La balance penche en faveur de cette dernière hypothèse, d’autant plus que seulement dix ans plus tard – le 13 décembre 1250 – dans la région de Foggia à Torremaggiore, Stupor Mundi, cinquante-six ans, ferma les yeux pour toujours. Il lui aurait fallu parcourir deux cents kilomètres à cheval pour atteindre le manoir où, un an plus tôt, sa fille naturelle, Violanta, avait été mariée par Riccardo, comte de Caserta. Une construction à son image, au point que c’est probablement lui qui l’a conçue. Manoir de chasse ou forteresse militaire ; temple du savoir pour se consacrer, en retraite, à des disciplines chères – mathématiques, géométrie, astronomie ; même, beaucoup s’aventurent, des hammams, en souvenir de ceux connus en Orient, ce qui expliquerait la présence de tant de citernes, canalisations, salles de bains, parmi les plus anciennes de l’histoire de l’architecture.
Surtout, la forme du colosse est intrigante. Tout d’abord, l’anniversaire du chiffre 8. Le plan général est octogonal, il en va de même pour les huit tours, une à chaque angle, et il en va de même pour la cour intérieure. D’en haut, cela ressemble à une couronne, les nombreux entourés du souverain, roi de Sicile, des Romains, du Saint Empire romain germanique, de Jérusalem conquise sans coup férir lors de la Sixième Croisade. Mais l’octogone suggère aussi autre chose : c’est une forme intermédiaire entre le carré (la Terre) et le cercle (le Ciel), il fait donc allusion au passage de l’un à l’autre ; dômes octogonaux de la chapelle palatine d’Aix-la-Chapelle, où il fut couronné empereur en 1215, et du Rocher de Jérusalem. Sans compter que le 8, placé horizontalement, est symbole de l’infini.

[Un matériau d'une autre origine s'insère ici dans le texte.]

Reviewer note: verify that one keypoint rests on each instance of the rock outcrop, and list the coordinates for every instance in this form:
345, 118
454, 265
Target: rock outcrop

Une obsession en tout cas. Le 8 avril et le 8 octobre (à l’époque du huitième mois de l’année), un rayon de soleil entre par une fenêtre du côté sud-est et par une autre, intérieure, illumine un bas-relief situé dans la cour. Et huit feuilles d’acanthe dans les chapiteaux des colonnes qui embellissent les pièces intérieures. Les mesures constructives semblent, à bien d’autres égards, être un livre d’allusions. Cinq cheminées et cinq citernes sont reliées, et la page de l’Évangile de Luc me vient à l’esprit : “…aujourd’hui je vous baptise d’eau mais le jour viendra où je vous baptiserai de feu…”. Les deux lions de pierre du portail d’entrée, l’un face à l’autre, regardent les points de l’horizon où le soleil se lève aux solstices d’hiver et d’été. Et si l’étage supérieur des deux étages possède une fenêtre à meneaux au centre de chaque côté, un seul possède une fenêtre à trois lancettes, et c’est celle qui fait face à Andria, le centre principal du territoire.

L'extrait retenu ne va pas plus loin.